If you're the type who takes a while to warm up to new things, you might want to start getting used to the idea of paying for every mile you drive. Right now, whether you realize it or not, you pay for roads every time you stop at the pump, via the gasoline tax. But that tax is failing miserably, from a combination of fuel-efficient cars and rising construction costs, and many experts think it will be replaced with a mileage-based fee in due time.
At the moment, Oregon is the only state to have implemented a mileage fee — often called a vehicle-miles traveled fee — but others are considering the plan. A couple weeks ago Florida Transportation Secretary Ananth Prasad told some state leaders the days of the gas tax may be coming to an end. He said a shift to a VMT fee could occur within the next 10 to 15 years.
Prasad may want to move up his timeline. Transportation researchers Haitham Al-Deek of the University of Central Florida and Massoud Moradi of the Atkins consulting firm recently calculated how much Florida stood to gain by adopting a VMT fee.
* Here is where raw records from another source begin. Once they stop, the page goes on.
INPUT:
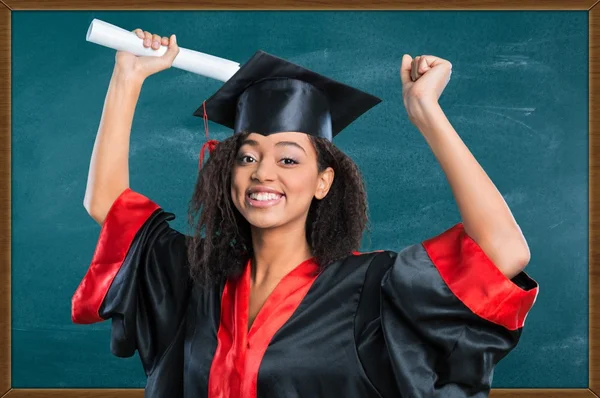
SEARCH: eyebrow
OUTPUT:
[242,139,306,153]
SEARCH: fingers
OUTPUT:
[400,54,413,85]
[163,35,179,63]
[132,28,175,50]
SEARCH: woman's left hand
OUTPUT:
[400,54,452,122]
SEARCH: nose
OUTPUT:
[252,158,276,182]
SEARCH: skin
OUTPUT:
[84,29,530,326]
[231,132,334,327]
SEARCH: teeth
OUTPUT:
[250,192,281,200]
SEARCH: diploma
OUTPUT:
[85,19,240,82]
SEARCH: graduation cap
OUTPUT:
[194,51,381,143]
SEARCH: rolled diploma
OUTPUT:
[85,19,240,82]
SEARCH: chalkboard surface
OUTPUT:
[11,11,588,388]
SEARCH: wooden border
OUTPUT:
[0,0,600,398]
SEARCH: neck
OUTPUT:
[252,224,312,285]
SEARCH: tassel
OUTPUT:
[198,101,219,169]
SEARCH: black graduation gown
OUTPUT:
[72,189,538,398]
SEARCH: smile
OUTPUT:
[246,192,285,207]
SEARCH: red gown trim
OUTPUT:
[71,188,159,324]
[423,223,538,330]
[208,259,319,398]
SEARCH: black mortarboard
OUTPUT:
[194,51,381,141]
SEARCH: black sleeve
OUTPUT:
[381,224,538,398]
[72,189,191,375]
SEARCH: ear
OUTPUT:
[315,167,335,200]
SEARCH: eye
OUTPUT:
[281,158,298,166]
[238,155,256,163]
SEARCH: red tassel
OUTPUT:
[198,101,219,169]
[198,140,219,169]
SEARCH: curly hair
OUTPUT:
[187,134,368,286]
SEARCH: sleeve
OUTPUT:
[381,223,538,398]
[71,188,191,374]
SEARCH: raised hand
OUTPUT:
[400,54,452,120]
[115,28,179,80]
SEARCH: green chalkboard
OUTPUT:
[11,11,588,388]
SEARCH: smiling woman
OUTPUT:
[72,30,538,398]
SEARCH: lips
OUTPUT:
[246,187,285,207]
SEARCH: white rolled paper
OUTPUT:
[85,19,240,82]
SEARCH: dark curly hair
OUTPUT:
[187,134,368,285]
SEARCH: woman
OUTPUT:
[73,29,538,398]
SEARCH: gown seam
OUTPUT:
[147,294,187,377]
[352,255,384,398]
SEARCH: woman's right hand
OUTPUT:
[115,28,179,81]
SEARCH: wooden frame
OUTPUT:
[0,0,600,398]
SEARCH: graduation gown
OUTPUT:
[72,189,538,398]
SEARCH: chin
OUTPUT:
[242,211,285,229]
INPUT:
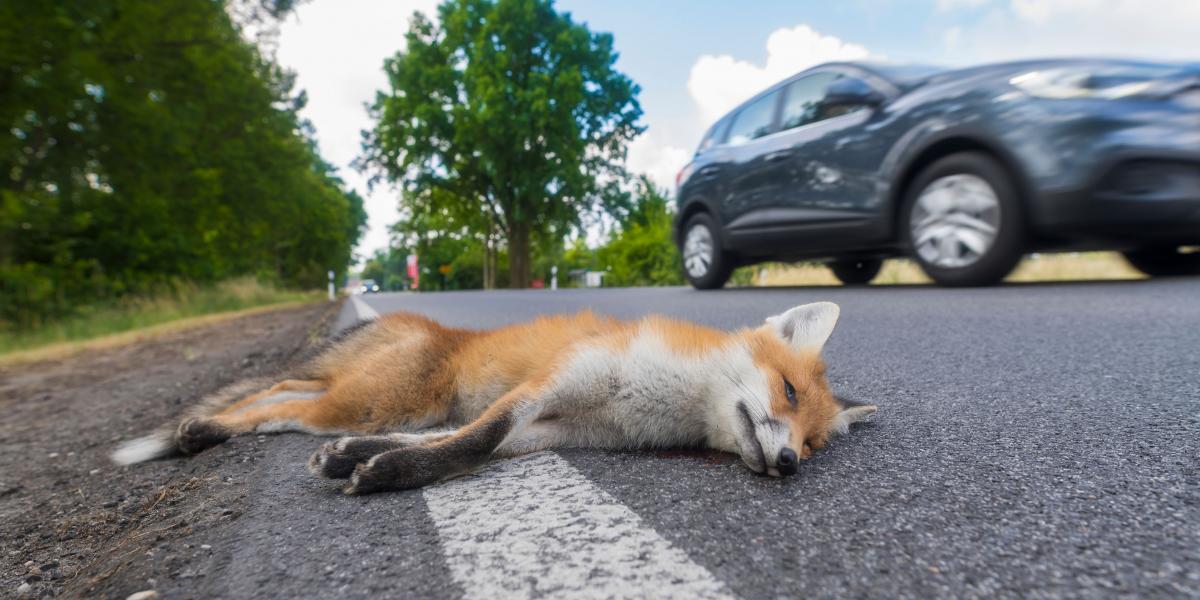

Their results were startling: if the state swapped out the gas tax in 2015, then by 2035 a VMT fee would generate at least $37 billion more in road revenue.
Al-Deek and Moradi considered five different funding models in their analysis. The first was the basic gas tax. At its current rate, the tax would raise about $81 billion (in 2015 dollars) by 2035. With the state's funding needs well north of $100 billion by that time, the gas tax clearly won't cut it.
So Al-Deek and Moradi tried four other options, all based around the VMT fee. One was a basic VMT equivalent of the gas tax, in which drivers would pay about two-and-a-half cents for every mile they drove. Such a system would generate $112 billion by 2035.
Three more options were considered: a VMT fee with a rush-hour premium (25 percent), a VMT fee with an urban roads premium (25 percent), and a VMT fee with both premiums (50 percent). The idea with these models was not only to address funding but also congestion, which is worst at rush hour and on city highways. The expected revenues, respectively, were roughly $107 billion, $115 billion, and $118 billion. (The rush-hour premium generates less than the VMT fee alone because its administrative costs are greater, at about 20 percent versus 15 percent).
Here are the 2015-2035 revenue figures for all five systems side-by-side (chart created by Cities based on the numbers reported by Al-Deek and Moradi in an upcoming issue of the International Journal of Sustainable Transportation):
A lot must be resolved between now and the arrival of that day. There are great political hurdles: matters of privacy chief among them, as well as the general fact that people hate change. But there are also great potential benefits: more revenue for one, but also less traffic, less incentive to drive, and perhaps less urban sprawl. Start getting familiar with that debate, because it's coming to your city and state someday soon.